- Country: United Kingdom
- Language: English
- Genre: Short story

Publication
- Published in: The Graphic
- Publication type: Magazine
- Publication date: Christmas 1895

= The Devil and the Deep Sea =

"The Devil and the Deep Sea" is a short story by the British writer Rudyard Kipling, first published in 1895 in The Graphics Christmas number. It was collected with other Kipling stories in The Day's Work (1898).

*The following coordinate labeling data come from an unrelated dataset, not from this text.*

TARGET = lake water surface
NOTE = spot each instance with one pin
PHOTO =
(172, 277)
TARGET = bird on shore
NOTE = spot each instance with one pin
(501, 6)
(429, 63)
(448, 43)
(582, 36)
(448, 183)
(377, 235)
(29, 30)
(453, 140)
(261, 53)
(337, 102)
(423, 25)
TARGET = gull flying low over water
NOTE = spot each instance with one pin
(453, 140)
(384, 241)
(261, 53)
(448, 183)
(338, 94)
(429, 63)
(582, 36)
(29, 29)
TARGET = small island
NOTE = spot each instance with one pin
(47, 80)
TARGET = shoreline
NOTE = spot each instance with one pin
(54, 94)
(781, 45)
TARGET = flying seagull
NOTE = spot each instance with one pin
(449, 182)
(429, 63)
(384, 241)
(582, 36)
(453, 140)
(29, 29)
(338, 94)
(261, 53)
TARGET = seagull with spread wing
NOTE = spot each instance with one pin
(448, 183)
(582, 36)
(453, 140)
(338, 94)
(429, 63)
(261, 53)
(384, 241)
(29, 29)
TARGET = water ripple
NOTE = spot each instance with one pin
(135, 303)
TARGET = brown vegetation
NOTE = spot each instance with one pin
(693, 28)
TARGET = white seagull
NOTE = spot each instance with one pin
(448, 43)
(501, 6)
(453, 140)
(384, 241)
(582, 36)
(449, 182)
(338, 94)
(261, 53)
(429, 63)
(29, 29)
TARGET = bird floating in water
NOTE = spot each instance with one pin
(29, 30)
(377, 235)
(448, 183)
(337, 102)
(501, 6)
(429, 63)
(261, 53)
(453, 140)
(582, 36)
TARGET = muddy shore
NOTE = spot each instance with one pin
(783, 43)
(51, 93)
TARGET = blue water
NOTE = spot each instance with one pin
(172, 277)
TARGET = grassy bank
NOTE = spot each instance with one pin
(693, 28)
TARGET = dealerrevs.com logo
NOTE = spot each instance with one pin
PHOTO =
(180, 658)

In the story, a cargo-boat involved in illicit pearl fishing is caught by the local authority in the region of present-day Indonesia; the crew eventually manage to escape, due to the expertise of the ship's engineer.

==Summary==
The story describes the final adventure of a "nine-hundred ton, iron, schooner-rigged, screw cargo-boat", that has been used for various missions of doubtful legitimacy, in various parts of the world, with several changes of name. "Fate and her owner, who was also her captain, decreed that she should deal with embarrassed crowned heads, fleeing Presidents, financiers of over-extended ability, women to whom change of air was imperative, and the lesser law-breaking Powers." As the steam-whaler Haliotis, flying a British flag, it is noticed by a gun-boat in the region of present-day Indonesia where whalers are not found, and is pursued. The gun-boat fires a warning shot, which unintentionally damages the forward engine of the Haliotis. (The damage is described in great detail.) An officer boards the boat and finds pearls that have been poached.

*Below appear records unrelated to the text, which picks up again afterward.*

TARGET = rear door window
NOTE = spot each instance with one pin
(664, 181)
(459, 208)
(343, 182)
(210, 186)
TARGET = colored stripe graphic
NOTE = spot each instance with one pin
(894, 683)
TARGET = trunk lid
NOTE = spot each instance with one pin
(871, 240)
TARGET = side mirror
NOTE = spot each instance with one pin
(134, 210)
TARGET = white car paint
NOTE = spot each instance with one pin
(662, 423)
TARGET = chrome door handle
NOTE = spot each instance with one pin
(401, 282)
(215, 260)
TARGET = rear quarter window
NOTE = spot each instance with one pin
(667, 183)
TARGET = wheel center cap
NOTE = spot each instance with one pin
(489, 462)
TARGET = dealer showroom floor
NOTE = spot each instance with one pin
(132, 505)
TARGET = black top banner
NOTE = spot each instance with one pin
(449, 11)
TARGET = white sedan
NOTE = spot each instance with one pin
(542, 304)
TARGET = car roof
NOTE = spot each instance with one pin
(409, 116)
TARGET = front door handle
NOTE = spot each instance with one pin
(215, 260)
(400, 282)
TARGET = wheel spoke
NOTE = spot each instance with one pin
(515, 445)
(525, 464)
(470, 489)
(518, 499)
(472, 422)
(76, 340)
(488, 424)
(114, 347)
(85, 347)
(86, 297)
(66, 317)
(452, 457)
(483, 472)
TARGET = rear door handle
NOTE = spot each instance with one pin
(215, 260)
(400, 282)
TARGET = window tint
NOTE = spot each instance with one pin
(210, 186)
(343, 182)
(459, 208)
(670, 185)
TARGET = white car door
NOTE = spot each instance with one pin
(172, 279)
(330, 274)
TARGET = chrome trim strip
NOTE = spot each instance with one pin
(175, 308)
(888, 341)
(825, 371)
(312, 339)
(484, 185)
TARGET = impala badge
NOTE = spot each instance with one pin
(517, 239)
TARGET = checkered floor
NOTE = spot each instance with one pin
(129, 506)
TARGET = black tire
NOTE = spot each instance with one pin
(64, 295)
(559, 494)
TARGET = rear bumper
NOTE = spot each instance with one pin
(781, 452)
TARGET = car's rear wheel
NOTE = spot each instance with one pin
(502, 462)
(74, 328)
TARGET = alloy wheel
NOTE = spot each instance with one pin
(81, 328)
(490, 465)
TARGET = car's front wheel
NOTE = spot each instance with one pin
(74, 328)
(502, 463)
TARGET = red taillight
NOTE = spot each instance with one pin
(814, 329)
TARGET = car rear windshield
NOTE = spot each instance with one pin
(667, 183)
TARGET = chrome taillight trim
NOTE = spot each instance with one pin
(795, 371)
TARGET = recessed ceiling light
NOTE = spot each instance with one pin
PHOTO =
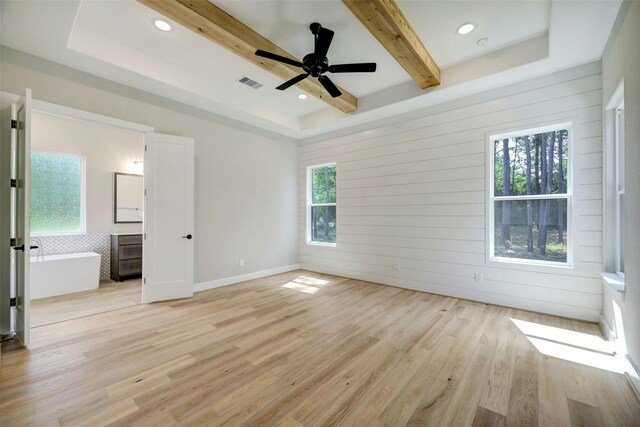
(465, 29)
(162, 25)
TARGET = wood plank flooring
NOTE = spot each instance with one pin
(110, 295)
(305, 349)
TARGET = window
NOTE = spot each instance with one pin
(321, 204)
(530, 195)
(57, 193)
(619, 176)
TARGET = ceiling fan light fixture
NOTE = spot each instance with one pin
(162, 25)
(465, 29)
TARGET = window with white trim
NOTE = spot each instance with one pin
(529, 196)
(321, 204)
(57, 193)
(619, 176)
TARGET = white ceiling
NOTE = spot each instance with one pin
(116, 40)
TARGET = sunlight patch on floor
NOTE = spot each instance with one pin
(563, 336)
(306, 284)
(579, 355)
(577, 347)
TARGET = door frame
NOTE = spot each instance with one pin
(73, 113)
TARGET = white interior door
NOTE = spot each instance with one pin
(21, 214)
(168, 218)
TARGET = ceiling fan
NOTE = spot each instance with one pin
(316, 63)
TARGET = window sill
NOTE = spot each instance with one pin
(529, 262)
(326, 245)
(613, 281)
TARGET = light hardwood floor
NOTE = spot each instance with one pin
(109, 296)
(302, 348)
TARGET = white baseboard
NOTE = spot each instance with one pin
(243, 277)
(571, 312)
(633, 376)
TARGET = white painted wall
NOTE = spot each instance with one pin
(621, 61)
(246, 187)
(412, 191)
(106, 150)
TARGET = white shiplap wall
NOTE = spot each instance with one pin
(413, 192)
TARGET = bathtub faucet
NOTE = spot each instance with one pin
(39, 252)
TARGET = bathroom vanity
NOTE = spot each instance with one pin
(126, 256)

The gun-boat tows the Haliotis to an island harbour. During this time, the ship's engineer Wardrop makes the after engine appear to be irreparably damaged. The Governor of the island consigns the crew to an army taking part in a local war in the interior, where they remain for several months. The Governor tries unsuccessfully to sell the boat, and he removes domestically useful items. The incident of a ship flying a British flag being fired on, becomes a diplomatic affair, and the island Governor is told by his superiors to retrieve the crew. While they are waiting to be sent to the nearest English port, he confines them to the Haliotis.

For more than two weeks, the crew, with ingenuity and hard work, reconstruct the engines, directed by Wardrop. (As with previous episodes involving the ship's engines, this is described with much technical detail.) Eventually they start the engines: they are not working well, and Wardrop says, "She moves, but — but she's breakin' my heart. The sooner we're at Pygang-Watai, the better. She's mad, and we're waking the town." The boat manages to sail slowly to a harbour of a nearby island, which is frequented by gun-boats. Here they sink the vessel, so that a gun-boat later runs into it.

==Commentary==
The story may have been suggested by an actual situation. In the Mariner's Mirror, vol 96 no. 1, February 2010, is an article by Steve Mullins, Associate Professor of History at Central Queensland University, about Australian pearl shelling in the schooner era from the 1880s to 1914. There were diplomatic incidents between Australian pearl-shellers (fishers of mother of pearl) and the authorities of the Dutch East Indies; details such as the use of gun-boats, and a local war on an island, correspond to elements in Kipling's story.